Wem leuchtet schon ein, dass der Biss in den Apfel vom Baum der Erkenntnis zur Vertreibung aus dem Paradies geführt habe? Aus evolutionskultureller Perspektive scheint der große Sündenfall vielmehr der Wandel zu sein - von der Existenz als auf Gemeinschaft ausgerichteter frei umherschweifender Jäger und Sammler hin zur Sesshaftigkeit mit Unterdrückung der Frauen, Landbesitz und daraus folgenden Erbschaftsquerelen, Kriegen und Raubzügen. Die Vertreibung aus dem paradiesischen Urzustand in die Zwänge einer elenden Welt, mit Plackerei, Seuchen, Dürren, Krieg und anderen Misslichkeiten lässt den Menschen zum Wolf für die Mitmenschen werden. Der Monotheismus als großer Entwicklungsschritt, aber auch als Legitimation von Alleinherrschern, auch der der Kirchenfürsten.
Die Geburt der Gewalt bei Kain und Abel im Brudermord endend, Sodom und Gomorrha ein einziger Sündenpfuhl der Männer, die bei der herrschenden Primogenitur keine Herden und keine Weiber abbekommen haben.
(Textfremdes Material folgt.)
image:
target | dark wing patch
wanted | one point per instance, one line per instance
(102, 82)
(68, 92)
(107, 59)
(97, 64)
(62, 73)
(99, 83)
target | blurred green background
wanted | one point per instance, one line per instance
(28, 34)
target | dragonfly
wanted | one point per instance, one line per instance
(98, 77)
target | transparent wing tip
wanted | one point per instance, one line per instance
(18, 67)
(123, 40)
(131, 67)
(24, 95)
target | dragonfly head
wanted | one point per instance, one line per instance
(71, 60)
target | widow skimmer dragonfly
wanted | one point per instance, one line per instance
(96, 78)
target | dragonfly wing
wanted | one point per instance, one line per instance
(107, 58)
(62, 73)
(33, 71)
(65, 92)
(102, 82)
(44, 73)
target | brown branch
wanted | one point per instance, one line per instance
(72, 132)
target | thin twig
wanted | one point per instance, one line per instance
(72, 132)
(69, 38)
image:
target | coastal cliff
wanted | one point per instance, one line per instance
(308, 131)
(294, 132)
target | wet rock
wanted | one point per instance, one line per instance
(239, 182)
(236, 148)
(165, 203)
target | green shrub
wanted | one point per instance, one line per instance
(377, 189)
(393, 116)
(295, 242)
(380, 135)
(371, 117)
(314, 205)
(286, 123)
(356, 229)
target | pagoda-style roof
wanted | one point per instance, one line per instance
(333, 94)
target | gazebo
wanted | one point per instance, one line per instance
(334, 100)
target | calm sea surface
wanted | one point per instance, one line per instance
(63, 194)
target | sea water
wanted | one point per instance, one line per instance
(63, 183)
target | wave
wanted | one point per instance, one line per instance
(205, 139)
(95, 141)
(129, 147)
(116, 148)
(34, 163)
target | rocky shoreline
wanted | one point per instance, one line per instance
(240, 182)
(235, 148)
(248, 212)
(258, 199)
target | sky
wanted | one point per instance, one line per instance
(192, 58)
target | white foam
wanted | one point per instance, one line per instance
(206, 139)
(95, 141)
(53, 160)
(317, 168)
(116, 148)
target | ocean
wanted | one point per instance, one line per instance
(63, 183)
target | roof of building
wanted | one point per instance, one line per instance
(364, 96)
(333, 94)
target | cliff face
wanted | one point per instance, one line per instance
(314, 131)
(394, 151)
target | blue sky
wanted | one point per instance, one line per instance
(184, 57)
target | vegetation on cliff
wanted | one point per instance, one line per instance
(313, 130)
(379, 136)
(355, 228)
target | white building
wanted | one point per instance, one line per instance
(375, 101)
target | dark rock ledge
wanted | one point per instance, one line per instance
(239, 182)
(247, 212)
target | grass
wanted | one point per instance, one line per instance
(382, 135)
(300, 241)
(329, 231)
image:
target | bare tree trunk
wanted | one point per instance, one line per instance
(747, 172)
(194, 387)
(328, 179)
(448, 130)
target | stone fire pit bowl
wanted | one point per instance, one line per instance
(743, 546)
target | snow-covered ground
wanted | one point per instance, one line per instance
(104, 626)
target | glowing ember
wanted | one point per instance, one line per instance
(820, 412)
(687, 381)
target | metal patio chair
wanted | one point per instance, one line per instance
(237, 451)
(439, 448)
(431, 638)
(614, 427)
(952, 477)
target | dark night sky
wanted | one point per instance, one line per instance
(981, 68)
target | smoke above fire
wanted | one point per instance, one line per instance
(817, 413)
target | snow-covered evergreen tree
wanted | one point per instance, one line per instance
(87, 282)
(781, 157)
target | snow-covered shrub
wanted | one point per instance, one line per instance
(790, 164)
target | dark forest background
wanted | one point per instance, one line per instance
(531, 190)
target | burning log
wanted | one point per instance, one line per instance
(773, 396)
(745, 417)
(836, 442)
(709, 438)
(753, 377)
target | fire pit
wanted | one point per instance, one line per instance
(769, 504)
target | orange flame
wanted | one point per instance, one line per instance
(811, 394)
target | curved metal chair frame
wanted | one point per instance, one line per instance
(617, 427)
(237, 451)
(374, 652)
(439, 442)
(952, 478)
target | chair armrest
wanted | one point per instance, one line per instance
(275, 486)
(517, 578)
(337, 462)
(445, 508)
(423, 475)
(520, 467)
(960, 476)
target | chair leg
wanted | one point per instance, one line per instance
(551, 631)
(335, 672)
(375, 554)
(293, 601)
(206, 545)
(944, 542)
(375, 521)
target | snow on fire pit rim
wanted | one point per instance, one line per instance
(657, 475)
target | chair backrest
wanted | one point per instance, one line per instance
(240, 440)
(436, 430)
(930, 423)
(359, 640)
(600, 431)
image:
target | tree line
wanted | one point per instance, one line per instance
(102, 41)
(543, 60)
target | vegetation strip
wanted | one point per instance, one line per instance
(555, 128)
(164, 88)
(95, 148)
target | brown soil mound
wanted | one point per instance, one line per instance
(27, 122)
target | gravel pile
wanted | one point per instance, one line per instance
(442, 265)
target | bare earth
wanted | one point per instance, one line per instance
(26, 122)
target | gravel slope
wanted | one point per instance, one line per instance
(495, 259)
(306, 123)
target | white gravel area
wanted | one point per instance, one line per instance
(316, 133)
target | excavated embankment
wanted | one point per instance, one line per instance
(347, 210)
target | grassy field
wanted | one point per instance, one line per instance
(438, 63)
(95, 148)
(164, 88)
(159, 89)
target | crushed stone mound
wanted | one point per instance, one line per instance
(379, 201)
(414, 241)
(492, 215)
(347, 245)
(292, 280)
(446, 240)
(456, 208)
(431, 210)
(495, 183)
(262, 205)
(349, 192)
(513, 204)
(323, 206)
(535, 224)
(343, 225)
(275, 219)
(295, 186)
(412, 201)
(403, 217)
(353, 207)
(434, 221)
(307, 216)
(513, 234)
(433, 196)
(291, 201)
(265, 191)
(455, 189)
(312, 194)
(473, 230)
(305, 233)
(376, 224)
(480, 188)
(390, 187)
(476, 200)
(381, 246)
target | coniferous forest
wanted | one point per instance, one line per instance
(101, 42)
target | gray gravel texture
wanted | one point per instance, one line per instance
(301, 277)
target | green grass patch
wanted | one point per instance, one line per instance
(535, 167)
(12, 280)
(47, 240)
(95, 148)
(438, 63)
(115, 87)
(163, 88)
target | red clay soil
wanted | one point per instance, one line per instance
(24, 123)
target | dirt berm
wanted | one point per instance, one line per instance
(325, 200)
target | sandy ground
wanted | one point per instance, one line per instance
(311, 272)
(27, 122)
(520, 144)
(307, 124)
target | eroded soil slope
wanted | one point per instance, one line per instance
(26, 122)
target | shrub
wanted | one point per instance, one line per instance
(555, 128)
Sein wie Gott mit der Hybris beim Turmbau zu Babel. Zur Strafe dann die Sintflut und Gottes Versprechen, nachdem er sein Mütchen gekühlt hat, nie wieder den Menschen und allem Getier einen solchen Tort anzutun. Herr über Wohl und Weh konnte für die gepeinigten Menschen nur ein allgewaltiger Gott sein. Es galt, ihn gnädig zu stimmen - durch rigorose Gesetze und reichlich Opfergaben. Die Religion als Sicherungssystem für den Fortbestand von menschlichen Gemeinschaften.
Triebhaftigkeit gehört zur genetischen Grundausstattung der Menschen. Seine zweite Natur ist von Sitten und Religion geprägt, also ein kulturelles Produkt. Als dritte Naturebene kommt Handeln nach Maßstäben der Vernunft hinzu. Keine Frage, dass die animalischen Triebe immer wieder die Oberhand über Gebote und Moral erlangen und Vernunft erst recht das Nachsehen hat.